Last month we staged our 5th Sales Confidence live event at GoCardless HQ London. We had 100 SaaS enthusiasts watching two sales leaders, a consultant and a coach sharing their secrets. Even if you couldn’t make it, we want to share the inspiration and education with you through our articles.
Our fourth and final speaker was Martin Tucker. Martin is the first sales coach we’ve ever had at a Sales Confidence event, and definitely not the last. Martin is a coach to SaaS sales leaders and specialises in helping sales leaders when they’ve lost their confidence.
Martin shared with us some stories of people he’s helped, as well as some ways to regain your ‘sales confidence’ mindset when times are difficult. His first tip related to self-talk. The dialogue in our heads. Here’s Martin.
‘We all have voices in our heads. What we tend to have is either a positive coach on one shoulder, the angel. Or a negative critic on the other, that’s the devil. What we tend to is focus a lot more on the negative coach, particularly in times when we’re uncertain about stuff. It becomes really loud in our heads. How can you deal with that in terms of it affecting your feelings?’

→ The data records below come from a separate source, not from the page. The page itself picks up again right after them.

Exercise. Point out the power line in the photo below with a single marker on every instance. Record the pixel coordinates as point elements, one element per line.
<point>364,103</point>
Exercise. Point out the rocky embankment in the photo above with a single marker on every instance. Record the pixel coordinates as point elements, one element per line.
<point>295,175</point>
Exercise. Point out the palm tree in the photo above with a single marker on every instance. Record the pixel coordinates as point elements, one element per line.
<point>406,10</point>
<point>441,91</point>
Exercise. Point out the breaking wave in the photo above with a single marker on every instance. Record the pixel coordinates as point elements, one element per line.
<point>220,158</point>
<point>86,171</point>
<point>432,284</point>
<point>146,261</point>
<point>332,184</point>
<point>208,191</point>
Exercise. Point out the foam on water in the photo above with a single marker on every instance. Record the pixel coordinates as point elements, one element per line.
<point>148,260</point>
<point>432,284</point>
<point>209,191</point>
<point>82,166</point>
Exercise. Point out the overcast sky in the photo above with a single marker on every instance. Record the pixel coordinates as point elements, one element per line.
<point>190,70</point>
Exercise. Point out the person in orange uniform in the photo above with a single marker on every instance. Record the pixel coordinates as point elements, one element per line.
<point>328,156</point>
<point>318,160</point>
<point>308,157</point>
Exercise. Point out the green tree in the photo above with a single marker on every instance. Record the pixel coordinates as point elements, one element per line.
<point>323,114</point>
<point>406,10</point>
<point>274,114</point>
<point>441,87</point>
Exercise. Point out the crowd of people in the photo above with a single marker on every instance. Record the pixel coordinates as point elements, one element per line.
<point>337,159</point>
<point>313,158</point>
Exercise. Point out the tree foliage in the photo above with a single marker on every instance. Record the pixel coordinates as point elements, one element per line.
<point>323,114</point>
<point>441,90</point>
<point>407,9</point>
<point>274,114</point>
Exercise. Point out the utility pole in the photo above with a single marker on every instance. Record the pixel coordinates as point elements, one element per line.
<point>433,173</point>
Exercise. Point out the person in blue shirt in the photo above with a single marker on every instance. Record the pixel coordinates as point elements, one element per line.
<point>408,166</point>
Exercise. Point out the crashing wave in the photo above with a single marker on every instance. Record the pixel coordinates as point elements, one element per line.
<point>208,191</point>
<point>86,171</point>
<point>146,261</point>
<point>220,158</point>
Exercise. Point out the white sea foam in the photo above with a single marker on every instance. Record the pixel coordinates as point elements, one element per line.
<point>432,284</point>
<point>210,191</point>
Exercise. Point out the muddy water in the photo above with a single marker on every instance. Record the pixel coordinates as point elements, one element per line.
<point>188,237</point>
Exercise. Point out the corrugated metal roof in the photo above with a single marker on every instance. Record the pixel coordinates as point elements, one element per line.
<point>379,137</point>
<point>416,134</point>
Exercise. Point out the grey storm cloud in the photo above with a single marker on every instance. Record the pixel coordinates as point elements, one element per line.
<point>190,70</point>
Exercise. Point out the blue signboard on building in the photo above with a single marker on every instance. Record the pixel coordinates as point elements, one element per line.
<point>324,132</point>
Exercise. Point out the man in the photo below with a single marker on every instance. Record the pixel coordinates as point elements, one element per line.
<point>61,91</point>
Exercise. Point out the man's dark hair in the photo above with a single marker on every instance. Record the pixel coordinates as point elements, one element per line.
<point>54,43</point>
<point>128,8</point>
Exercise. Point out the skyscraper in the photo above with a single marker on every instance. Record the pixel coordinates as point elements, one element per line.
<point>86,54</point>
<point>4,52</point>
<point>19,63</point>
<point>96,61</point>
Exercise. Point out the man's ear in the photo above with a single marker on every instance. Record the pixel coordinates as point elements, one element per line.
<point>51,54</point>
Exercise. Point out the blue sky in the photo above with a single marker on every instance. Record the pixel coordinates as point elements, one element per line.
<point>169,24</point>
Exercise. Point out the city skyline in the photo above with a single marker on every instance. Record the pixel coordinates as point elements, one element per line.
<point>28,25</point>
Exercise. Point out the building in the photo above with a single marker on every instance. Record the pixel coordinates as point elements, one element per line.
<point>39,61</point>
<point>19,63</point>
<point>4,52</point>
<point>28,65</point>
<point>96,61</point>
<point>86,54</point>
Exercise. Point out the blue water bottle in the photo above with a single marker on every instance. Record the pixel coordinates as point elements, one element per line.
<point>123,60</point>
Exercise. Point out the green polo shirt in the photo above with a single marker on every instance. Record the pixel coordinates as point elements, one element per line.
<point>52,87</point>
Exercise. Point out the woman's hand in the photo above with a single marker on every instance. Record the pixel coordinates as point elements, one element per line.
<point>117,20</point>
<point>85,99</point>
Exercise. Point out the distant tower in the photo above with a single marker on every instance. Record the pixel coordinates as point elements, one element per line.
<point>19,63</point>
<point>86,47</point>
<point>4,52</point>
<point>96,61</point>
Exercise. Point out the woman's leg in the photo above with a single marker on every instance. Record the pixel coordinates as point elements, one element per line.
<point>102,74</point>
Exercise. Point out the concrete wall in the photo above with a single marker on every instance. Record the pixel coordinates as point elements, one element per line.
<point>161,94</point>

Because of my experiences with mental health, this is an area I’m fascinated by. I believe that by improving your self-talk, you can enhance your life. It was great to hear Martin share tips on how to do it.

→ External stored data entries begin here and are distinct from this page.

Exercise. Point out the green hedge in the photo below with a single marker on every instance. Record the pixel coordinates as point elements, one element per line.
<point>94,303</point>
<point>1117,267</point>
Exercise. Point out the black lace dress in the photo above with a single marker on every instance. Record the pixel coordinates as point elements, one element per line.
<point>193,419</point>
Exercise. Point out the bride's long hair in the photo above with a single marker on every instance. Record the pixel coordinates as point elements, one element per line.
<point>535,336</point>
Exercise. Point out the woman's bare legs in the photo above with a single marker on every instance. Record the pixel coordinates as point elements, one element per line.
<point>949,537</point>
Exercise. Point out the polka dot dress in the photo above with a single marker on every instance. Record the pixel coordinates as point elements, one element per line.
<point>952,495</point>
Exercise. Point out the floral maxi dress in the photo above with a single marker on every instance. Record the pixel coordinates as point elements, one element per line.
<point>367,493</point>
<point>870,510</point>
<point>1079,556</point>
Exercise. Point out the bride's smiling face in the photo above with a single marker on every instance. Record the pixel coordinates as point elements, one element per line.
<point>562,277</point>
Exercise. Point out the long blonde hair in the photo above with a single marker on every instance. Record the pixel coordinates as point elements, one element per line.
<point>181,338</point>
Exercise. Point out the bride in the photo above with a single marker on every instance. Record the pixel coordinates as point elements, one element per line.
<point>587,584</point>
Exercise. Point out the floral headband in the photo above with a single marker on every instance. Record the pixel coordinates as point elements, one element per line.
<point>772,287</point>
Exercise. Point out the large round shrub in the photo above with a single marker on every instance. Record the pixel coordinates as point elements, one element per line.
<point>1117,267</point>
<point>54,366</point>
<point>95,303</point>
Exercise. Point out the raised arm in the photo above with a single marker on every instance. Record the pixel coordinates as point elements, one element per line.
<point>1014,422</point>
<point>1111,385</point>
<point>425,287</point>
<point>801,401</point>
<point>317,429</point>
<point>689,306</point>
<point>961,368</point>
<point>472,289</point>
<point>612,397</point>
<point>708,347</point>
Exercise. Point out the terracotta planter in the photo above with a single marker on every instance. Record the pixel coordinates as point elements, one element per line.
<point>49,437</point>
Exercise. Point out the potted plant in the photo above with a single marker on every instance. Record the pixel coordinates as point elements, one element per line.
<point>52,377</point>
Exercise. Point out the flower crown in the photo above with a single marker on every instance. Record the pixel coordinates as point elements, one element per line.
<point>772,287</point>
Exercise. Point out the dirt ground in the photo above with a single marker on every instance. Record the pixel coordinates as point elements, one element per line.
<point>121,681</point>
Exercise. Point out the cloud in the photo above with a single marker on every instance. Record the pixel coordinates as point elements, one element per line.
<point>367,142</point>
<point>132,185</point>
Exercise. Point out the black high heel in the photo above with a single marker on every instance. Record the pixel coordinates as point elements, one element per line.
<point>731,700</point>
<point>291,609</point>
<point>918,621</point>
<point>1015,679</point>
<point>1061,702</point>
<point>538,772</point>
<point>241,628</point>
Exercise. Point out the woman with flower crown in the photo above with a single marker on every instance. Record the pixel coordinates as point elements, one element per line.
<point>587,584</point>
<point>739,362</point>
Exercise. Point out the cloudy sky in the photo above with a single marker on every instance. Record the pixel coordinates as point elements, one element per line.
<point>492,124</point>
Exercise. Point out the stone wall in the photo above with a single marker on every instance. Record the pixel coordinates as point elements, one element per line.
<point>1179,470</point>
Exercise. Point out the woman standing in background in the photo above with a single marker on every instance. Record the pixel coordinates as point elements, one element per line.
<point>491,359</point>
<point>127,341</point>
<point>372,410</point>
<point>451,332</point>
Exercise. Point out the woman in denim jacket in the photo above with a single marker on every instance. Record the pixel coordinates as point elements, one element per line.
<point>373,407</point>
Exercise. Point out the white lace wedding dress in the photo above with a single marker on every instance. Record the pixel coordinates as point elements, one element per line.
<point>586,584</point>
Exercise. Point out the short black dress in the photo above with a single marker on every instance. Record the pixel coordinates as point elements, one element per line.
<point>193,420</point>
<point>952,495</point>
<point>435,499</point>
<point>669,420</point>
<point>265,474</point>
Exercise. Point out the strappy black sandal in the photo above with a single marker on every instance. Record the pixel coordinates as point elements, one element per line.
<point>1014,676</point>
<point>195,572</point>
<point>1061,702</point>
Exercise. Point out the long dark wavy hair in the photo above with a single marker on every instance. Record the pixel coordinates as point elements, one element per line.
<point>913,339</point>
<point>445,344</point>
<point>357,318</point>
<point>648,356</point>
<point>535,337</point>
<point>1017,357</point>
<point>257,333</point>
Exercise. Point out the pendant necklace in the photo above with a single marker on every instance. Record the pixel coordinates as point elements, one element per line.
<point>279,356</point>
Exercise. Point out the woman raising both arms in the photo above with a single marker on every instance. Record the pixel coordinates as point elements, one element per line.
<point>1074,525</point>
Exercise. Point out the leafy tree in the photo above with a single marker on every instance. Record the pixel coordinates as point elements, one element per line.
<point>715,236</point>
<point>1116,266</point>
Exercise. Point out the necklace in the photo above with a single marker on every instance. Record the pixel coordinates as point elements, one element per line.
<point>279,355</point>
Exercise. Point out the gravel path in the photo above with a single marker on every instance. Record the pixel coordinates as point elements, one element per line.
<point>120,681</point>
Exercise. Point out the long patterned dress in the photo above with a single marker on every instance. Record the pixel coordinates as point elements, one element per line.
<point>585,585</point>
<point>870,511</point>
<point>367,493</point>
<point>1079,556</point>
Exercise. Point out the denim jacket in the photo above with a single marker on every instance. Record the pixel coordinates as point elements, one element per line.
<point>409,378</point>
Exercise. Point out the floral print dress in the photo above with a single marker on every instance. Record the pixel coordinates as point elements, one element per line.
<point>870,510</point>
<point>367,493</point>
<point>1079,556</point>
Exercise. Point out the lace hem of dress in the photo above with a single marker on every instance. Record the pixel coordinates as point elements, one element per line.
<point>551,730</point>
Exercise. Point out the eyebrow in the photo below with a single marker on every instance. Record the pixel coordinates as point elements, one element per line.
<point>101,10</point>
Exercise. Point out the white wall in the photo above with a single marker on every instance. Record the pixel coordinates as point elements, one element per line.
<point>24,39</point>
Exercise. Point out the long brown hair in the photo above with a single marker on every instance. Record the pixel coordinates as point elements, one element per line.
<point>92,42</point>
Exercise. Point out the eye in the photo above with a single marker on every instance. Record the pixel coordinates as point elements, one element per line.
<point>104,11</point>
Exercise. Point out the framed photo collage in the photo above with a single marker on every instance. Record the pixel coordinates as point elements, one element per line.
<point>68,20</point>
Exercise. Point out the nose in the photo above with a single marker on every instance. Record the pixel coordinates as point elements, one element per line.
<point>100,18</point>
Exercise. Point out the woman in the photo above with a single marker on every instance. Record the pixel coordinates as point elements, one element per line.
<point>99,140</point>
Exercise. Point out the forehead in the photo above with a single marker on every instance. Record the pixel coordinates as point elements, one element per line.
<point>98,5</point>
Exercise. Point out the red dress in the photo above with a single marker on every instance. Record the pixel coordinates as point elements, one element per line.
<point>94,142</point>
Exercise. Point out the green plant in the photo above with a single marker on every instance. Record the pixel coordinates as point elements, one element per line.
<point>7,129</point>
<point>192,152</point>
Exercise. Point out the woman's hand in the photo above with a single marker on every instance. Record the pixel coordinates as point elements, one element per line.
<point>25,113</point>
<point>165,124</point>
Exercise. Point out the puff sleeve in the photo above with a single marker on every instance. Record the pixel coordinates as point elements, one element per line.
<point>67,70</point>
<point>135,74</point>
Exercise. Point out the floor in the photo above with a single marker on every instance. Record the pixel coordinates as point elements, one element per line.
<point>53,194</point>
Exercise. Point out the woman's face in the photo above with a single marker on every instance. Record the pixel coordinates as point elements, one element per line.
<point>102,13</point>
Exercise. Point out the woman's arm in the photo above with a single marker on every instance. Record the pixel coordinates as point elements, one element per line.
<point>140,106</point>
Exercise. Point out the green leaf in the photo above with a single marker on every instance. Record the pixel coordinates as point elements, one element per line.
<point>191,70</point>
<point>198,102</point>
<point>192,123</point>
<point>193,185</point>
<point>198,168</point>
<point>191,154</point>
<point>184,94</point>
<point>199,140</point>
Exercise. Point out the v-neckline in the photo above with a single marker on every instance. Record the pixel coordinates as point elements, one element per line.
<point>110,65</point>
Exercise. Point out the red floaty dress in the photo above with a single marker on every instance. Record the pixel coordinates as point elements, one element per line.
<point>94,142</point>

The first step to improving your self-talk is to acknowledge it in the first place. Don’t try to suppress it. Martin puts it this way.
‘Be conscious of what your self-talk is saying to you. What actually is going on in your mind? What is being said to you in your head?’
Only when you realise there is a problem, can you find a solution. I always advise to check in with your head on a regular basis.
Write it down
‘Write down your self-talk. What down what you are saying to yourself. The moment you write it down, it gives you an opportunity to change your self-talk. You can create something more positive in your mind.’
What great advice, and something I do myself regularly. Writing your self-talk down makes it real, not just something playing in your head. Once it’s written down, you can set about changing it.
‘Some self-talk might be. ‘I can’t sell in this market. Brexit has happened. It’s a complete disaster.’ With me, my self-talk was that I was rubbish at negotiation. What do you think happened? The moment I started a negotiation with someone, I would collapse and not get the result I wanted. I probably lost thousands of pounds in commission!’
Change the language
Once your self-talk is on the page, how do you change it? It’s all about playing with the language.
‘In terms of the negotiation thing. I started to see negotiation as something that I enjoyed. I soon started to get much better outputs.’
‘With one of my clients, I was working with their sales team around questioning. Some of the salespeople said, ‘I find these questions difficult to ask.’ So what we did is changed the language. We called them the ‘commission questions’. If you ask those questions, you’ll get your commission!’
When you change the way you approach tasks you don’t like, thinking of the positives like commission rather than the negatives like asking questions, they become more natural.
How about you?
This is a subject I certainly want to write another article about, so I can explain how I approach self-talk. Martin’s advice is excellent though. Things always look less troublesome written down than they do swirling around your head. You then have the chance to switch the focus.
Over to you now. What methods do you use to change your self-talk?